All the policies are different, based on lots of different things, such as perceived needs of the insured. If someone is on a lot of meds, they would want a policy that tends to cover meds. Some policies have co-pays, so each insured pays some amount for each doctor visit. Some policies have various deductible amounts and once that deductible is met in a year, then the insurance will kick in some percentage, maybe 80%, for the next, say $10,000 worth of bills, and then the insurance will usually pick up the rest of the bills. But insurance companies often have a cap now also, saying they'll only pay X-amount out for the lifetime of a patient. So if the person has a terribly chronic and expensive medical situation, they could actually exhaust the insurance benefit with a particular company.
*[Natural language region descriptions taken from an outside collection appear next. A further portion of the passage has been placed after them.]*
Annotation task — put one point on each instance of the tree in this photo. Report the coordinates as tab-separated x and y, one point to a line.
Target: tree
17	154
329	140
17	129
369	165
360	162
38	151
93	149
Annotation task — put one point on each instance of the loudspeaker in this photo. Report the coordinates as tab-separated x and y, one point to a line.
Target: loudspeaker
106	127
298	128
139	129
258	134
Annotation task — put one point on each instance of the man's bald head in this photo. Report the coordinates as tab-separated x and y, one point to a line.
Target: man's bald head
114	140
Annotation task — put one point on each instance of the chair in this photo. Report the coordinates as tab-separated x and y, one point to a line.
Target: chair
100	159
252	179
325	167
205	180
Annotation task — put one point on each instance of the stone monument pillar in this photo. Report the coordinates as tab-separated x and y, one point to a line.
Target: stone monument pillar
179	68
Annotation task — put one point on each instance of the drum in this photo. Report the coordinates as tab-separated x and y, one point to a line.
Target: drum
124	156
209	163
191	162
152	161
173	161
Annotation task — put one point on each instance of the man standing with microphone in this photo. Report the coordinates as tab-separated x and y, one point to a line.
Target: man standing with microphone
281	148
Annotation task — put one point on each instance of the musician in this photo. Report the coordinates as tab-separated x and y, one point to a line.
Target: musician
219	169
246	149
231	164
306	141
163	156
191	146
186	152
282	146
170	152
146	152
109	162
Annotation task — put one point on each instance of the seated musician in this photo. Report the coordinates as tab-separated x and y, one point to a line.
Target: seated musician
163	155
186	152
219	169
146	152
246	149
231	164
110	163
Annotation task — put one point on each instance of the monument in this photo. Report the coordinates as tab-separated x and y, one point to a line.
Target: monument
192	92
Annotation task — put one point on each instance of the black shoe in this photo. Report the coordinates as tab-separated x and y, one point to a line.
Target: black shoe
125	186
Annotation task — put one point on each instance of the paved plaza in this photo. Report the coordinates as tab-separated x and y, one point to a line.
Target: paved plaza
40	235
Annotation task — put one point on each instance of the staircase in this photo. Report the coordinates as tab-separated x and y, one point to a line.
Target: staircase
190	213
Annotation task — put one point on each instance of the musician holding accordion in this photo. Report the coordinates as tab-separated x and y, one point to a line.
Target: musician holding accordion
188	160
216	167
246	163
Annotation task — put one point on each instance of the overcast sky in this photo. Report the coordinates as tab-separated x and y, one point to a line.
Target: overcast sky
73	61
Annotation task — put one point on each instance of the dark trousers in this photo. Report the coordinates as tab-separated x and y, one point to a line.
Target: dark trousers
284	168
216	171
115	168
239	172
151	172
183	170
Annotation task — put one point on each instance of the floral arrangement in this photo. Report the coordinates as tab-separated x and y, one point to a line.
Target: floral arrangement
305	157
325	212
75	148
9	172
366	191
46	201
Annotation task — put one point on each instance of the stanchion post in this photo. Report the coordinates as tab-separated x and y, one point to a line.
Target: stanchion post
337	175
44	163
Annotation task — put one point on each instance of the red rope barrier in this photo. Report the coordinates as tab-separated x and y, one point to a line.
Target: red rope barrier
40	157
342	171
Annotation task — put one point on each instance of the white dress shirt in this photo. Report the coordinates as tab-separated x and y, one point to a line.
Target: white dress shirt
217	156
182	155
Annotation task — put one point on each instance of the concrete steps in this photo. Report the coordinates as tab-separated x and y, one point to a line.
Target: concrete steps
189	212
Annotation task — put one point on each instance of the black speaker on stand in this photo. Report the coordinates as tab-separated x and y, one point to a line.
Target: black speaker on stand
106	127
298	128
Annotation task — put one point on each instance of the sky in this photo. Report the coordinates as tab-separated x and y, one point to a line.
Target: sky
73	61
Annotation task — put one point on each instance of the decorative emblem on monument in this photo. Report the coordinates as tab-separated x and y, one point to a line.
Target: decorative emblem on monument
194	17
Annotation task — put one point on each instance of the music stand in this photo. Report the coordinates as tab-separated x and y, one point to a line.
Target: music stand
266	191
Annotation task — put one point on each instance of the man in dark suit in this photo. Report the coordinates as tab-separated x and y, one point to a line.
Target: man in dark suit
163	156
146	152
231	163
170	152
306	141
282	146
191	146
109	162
A lot of people work out the bottom line, what amount of money they would be able to come up with in any given year in a worst case scenario medical event, and they factor in the premiums (what we pay for the insurance each month) and the maximum yearly deductibles and out-of-pocket expenses, and they base their insurance needs on that.
It's obscenely expensive, no matter how you figure it. That's why there are so many people without medical insurance here.
(edit - The entire process, including mounds of paperwork, has become a huge disheartening burden on doctors also. In addition to that, they have their own extra burden of malpractice insurance costs.)